You and Greg Giraldo had a great chemistry on the last season of Last Comic Standing, can you talk about working with him on the show?
He was just one of those people that was extremely bright, hilarious, and also a super nice guy. I was nervous to do that show with Andy (Kindler) and Greg because they're both hilarious, and I would sometimes be focused on my own performance as a judge and really focused on what I was going to say so I would sound good and funny. I just feel it came very naturally to Greg and he was all about making sure that people had a fair chance. Sometimes I would say, "No," very off the cuff and Andy would say, "No," and Greg would say, "I have to see a little more."
He was very aware of how these people felt and how hard it was to be auditioning to an empty room, where no one thrives. If you thrive in that situation, you're probably a hack (laughs). You're just trying to make the crew laugh, or people are laughing at you. It's designed to be a challenge. It was great seeing all those things, his generosity, his natural comedy, and also how smart and insightful he is. It was great getting to know him and I think he's definitely missed, obviously.
Was it weird for you, being a comic, having to judge other comics?
It was hard. It was hard when I knew someone, and I also feel like I had to judge people based on what they were doing. It was awkward. Everyone I knew, who I'm friends with, is funny. I'm not friends with a lot of people who aren't funny.

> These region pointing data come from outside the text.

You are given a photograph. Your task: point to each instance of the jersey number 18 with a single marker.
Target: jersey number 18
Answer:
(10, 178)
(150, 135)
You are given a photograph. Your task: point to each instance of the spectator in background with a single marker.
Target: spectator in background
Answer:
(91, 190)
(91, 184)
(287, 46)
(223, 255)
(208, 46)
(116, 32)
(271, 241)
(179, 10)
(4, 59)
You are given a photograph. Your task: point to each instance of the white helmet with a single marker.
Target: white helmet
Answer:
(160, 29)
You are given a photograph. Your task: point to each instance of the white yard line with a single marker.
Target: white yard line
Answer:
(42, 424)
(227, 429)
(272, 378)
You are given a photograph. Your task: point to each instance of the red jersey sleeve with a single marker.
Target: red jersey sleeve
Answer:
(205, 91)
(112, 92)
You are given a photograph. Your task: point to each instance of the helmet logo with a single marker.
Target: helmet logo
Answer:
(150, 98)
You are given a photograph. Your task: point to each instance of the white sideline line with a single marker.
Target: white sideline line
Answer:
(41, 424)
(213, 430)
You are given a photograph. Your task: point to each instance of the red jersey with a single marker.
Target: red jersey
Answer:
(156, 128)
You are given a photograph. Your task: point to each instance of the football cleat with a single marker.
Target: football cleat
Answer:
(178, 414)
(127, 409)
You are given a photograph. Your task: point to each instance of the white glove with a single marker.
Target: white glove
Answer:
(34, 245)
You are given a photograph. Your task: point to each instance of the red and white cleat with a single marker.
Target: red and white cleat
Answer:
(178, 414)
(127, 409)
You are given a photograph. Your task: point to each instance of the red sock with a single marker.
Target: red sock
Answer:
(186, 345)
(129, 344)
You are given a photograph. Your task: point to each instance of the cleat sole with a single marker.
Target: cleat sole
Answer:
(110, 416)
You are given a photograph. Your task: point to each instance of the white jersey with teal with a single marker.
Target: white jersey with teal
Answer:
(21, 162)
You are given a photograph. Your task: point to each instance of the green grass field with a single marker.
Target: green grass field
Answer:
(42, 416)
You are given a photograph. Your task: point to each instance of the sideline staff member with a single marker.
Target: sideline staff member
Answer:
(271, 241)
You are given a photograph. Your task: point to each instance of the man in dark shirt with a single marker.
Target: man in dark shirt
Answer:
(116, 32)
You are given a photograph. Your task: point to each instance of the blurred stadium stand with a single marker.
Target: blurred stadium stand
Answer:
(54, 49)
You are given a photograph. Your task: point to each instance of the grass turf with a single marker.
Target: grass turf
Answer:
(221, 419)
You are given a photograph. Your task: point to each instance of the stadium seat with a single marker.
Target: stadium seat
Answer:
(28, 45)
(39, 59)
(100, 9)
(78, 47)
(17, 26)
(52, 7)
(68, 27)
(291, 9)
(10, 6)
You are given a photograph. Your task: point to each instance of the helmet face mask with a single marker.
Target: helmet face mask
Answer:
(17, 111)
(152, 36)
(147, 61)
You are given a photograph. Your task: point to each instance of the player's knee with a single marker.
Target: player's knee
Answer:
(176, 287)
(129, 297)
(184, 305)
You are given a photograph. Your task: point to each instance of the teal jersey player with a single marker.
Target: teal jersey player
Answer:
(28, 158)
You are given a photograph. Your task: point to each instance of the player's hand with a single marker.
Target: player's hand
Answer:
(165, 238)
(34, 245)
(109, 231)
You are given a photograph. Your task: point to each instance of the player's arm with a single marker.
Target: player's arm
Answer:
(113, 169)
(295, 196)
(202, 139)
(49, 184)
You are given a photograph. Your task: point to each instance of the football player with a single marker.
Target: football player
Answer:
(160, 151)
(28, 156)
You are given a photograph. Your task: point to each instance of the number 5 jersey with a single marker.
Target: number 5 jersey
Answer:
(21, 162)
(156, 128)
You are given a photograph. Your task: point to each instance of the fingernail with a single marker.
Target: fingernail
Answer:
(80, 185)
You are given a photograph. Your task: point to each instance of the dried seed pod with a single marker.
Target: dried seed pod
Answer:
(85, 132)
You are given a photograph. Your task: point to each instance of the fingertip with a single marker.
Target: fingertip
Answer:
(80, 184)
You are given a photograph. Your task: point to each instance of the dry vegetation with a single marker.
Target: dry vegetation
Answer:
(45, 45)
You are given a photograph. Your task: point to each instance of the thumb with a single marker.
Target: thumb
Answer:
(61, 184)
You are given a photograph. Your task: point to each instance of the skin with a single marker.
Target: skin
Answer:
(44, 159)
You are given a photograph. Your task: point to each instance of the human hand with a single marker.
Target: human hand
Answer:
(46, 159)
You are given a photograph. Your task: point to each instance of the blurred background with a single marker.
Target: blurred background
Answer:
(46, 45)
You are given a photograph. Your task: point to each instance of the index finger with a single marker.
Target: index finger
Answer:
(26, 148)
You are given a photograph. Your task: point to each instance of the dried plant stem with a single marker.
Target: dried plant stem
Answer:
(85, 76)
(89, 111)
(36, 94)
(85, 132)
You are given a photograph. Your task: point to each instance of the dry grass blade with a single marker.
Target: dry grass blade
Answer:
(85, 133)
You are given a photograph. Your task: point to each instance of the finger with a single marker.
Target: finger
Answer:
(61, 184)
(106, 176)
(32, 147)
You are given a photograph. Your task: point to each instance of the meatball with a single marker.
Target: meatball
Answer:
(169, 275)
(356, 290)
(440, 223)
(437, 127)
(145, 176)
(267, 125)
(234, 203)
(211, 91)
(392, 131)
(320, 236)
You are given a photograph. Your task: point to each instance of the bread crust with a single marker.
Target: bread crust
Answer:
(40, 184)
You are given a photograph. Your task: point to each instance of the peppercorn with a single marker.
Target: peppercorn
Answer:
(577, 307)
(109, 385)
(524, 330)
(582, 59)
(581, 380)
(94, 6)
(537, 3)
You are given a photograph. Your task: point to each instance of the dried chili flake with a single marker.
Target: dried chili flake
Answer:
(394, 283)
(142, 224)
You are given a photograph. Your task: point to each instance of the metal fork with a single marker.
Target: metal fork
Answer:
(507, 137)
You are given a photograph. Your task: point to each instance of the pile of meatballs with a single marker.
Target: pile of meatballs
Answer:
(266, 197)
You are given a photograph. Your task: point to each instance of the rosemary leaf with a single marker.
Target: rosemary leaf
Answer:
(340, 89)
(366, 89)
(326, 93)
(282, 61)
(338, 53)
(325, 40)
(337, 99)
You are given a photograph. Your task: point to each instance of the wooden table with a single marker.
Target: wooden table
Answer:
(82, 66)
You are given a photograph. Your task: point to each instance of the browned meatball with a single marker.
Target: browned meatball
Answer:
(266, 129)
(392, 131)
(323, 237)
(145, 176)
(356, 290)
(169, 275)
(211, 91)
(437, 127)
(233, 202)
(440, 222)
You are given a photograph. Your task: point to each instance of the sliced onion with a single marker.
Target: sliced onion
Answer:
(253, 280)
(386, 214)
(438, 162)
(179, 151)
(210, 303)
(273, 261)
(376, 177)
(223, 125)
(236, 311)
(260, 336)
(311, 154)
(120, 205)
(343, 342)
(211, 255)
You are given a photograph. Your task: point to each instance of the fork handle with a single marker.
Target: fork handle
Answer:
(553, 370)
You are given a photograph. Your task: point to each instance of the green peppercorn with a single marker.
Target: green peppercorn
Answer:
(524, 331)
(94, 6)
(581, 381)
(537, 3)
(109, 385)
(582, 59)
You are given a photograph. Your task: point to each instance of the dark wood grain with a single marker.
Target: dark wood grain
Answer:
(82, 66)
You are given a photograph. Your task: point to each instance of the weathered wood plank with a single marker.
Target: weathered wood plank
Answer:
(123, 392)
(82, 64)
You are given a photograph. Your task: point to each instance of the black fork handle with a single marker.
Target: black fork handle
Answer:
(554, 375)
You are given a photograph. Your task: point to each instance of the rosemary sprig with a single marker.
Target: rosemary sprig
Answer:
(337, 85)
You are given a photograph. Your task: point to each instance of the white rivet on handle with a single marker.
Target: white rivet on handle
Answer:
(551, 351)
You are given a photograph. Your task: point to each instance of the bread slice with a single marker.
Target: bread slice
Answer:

Where do you go after Rockford?
I went to Illinois State University, which is in Bloomington, Normal and I hated it so much. The corn was everywhere. Every weekend I would drive to Chicago. The drive was three and a half hours. Then I figured out, second year of college there, that I could do study abroad programs. So then I went to England and Australia. Then I moved to New York when I was twenty for five years, then moved here.

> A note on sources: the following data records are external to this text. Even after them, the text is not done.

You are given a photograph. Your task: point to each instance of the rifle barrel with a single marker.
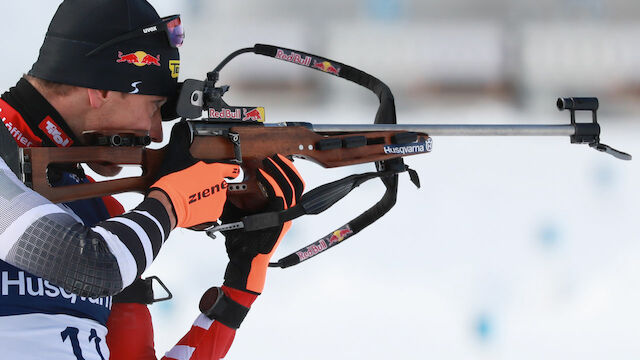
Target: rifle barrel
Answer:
(454, 130)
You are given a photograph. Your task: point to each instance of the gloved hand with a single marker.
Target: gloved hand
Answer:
(197, 190)
(250, 252)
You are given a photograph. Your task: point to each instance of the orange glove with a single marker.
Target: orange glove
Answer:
(250, 251)
(197, 190)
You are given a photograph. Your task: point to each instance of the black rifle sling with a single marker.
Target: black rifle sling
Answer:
(9, 150)
(386, 114)
(387, 170)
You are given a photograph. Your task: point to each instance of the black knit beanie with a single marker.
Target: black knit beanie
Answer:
(143, 65)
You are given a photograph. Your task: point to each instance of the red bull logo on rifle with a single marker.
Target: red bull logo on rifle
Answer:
(339, 235)
(224, 114)
(139, 58)
(255, 114)
(55, 133)
(293, 57)
(326, 66)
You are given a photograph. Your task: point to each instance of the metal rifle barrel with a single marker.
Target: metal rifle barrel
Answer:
(454, 130)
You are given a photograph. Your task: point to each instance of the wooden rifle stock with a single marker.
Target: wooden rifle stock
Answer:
(212, 143)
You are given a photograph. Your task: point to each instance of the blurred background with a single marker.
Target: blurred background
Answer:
(520, 248)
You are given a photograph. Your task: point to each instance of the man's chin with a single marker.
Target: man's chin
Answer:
(105, 169)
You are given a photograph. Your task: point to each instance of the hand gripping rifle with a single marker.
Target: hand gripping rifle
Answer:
(238, 134)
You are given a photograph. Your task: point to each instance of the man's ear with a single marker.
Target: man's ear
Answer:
(97, 98)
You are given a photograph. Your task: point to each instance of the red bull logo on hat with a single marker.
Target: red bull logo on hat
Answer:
(139, 58)
(326, 66)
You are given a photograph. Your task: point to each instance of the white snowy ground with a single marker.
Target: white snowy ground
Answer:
(514, 248)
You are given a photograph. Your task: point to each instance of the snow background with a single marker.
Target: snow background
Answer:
(513, 248)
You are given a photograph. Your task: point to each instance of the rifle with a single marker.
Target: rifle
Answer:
(238, 134)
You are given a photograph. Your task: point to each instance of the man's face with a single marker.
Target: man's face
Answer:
(131, 112)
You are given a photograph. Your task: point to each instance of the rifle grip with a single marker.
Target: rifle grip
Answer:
(248, 195)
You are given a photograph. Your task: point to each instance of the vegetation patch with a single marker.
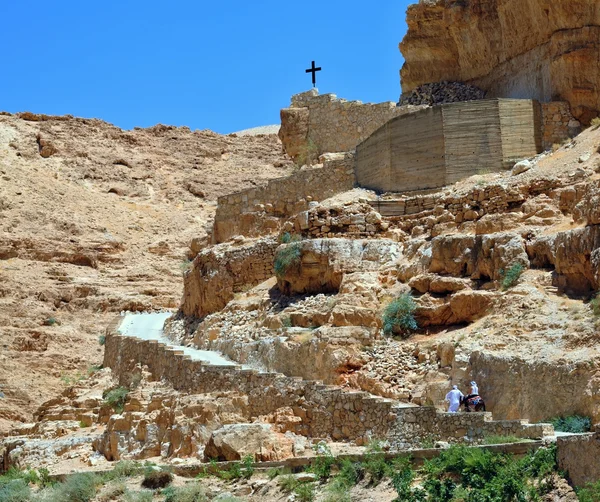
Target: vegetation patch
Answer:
(287, 257)
(511, 276)
(398, 316)
(572, 423)
(116, 398)
(157, 479)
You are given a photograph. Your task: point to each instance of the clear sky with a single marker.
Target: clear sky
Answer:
(224, 65)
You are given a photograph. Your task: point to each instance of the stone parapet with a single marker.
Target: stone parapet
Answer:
(324, 411)
(321, 411)
(220, 271)
(415, 425)
(333, 124)
(259, 211)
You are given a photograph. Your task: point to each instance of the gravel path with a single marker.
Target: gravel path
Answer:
(150, 327)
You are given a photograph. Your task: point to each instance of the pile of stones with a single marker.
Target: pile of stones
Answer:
(438, 93)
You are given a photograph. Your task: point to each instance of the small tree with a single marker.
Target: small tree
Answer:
(511, 276)
(398, 316)
(287, 256)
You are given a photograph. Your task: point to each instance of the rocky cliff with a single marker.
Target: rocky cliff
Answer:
(541, 49)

I didn't start comedy till I moved out here when I was twenty-five or twenty-six. I didn't really undertsand that you could be a comedian and be glamourous and just be yourself. I just thought that you had to be a man in a suit talking about your wife. I didn't realize that you could talk about your true experiences no matter what they are, even if it's just reacting to how people are dressing in LA. I was never exposed to stand up as a genre. I was into theater and I was into music.
I think comedy has become bigger now and it's a little more in the forefront, and younger people are more attracted to it than they were ten years ago. Ten years ago it was a more mature crowd. It wasn't lots of hipsters into comedy.